Try again but remove the resolver keyword argument to the context. You don't want to use the attribute resolver in this case.

omardipbigdata commented 7 months ago

that will raise datatype mismatch import rule_engine context = rule_engine.Context(default_value=None) b=set(['Luke', 'Darth']) rr=['first_name <= b'] rule = rule_engine.Rule(rr[0], context) a=set(['ocean']) res1=rule.matches({'first_name': a}) print(res1) print(a<=b)

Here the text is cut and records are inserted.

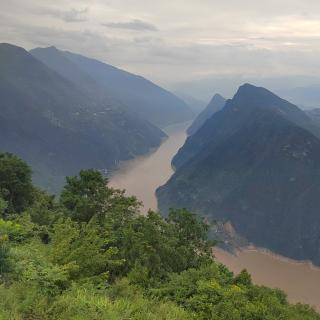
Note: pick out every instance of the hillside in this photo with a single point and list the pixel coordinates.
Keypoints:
(93, 255)
(254, 164)
(216, 104)
(141, 96)
(58, 128)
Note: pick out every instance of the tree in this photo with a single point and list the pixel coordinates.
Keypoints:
(85, 195)
(15, 183)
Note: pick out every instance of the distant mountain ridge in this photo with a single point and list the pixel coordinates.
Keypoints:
(57, 127)
(216, 104)
(255, 164)
(139, 95)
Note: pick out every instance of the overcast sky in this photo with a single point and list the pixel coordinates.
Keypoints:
(175, 40)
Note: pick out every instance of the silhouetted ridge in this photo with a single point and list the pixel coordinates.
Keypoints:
(255, 163)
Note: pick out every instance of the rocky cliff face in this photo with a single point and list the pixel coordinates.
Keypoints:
(256, 163)
(57, 127)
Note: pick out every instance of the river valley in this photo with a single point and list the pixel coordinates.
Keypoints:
(142, 176)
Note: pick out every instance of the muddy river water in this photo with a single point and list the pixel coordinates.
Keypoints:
(143, 175)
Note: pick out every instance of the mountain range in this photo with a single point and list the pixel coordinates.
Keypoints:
(139, 95)
(256, 164)
(60, 118)
(215, 105)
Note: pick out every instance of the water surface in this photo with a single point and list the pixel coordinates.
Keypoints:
(142, 176)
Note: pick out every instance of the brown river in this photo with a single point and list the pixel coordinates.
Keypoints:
(142, 176)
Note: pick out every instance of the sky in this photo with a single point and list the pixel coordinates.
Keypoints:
(175, 41)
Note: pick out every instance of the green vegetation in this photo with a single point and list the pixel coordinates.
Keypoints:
(91, 255)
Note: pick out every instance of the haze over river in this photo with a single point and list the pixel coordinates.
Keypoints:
(142, 176)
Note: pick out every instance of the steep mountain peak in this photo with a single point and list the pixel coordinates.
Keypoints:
(216, 104)
(255, 94)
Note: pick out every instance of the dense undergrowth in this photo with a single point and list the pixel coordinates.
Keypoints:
(91, 255)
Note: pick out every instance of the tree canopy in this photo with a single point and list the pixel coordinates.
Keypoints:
(92, 255)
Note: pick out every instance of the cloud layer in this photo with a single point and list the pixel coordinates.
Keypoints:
(174, 41)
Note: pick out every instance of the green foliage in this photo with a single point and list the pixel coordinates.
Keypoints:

Traceback (most recent call last): File "/Users/omarchowdhury/omarAddPlatform/git/apdp-cli/rule_engine_first_program_3.py", line 7, in res1=rule.matches({'first_name': a}) File "/Users/omarchowdhury/omarAddPlatform/git/apdp-cli/.venv/lib/python3.9/site-packages/rule_engine/engine.py", line 602, in matches return bool(self.evaluate(thing)) File "/Users/omarchowdhury/omarAddPlatform/git/apdp-cli/.venv/lib/python3.9/site-packages/rule_engine/engine.py", line 591, in evaluate return self.statement.evaluate(thing) File "/Users/omarchowdhury/omarAddPlatform/git/apdp-cli/.venv/lib/python3.9/site-packages/rule_engine/ast.py", line 1121, in evaluate return self.expression.evaluate(thing) File "/Users/omarchowdhury/omarAddPlatform/git/apdp-cli/.venv/lib/python3.9/site-packages/rule_engine/ast.py", line 379, in evaluate return self._evaluator(thing) File "/Users/omarchowdhury/omarAddPlatform/git/apdp-cli/.venv/lib/python3.9/site-packages/rule_engine/ast.py", line 584, in op_arithmetic return self.__op_arithmetic_values(op, left_value, right_value) File "/Users/omarchowdhury/omarAddPlatform/git/apdp-cli/.venv/lib/python3.9/site-packages/rule_engine/ast.py", line 600, in op_arithmetic_values raise errors.EvaluationError('data type mismatch') rule_engine.errors.EvaluationError: data type mismatch

zeroSteiner commented 7 months ago

That sounds right. I don't think you can use the less than operator to find the intersection of sets. For that you need to use the bitwise and operator (&).

Give that a shot now.

omardipbigdata commented 7 months ago

thanks for the clarification. if you can share few example that would be really helpful

zeroSteiner commented 6 months ago

The syntax is a & b. The resulting set will have the members that are in both a and b.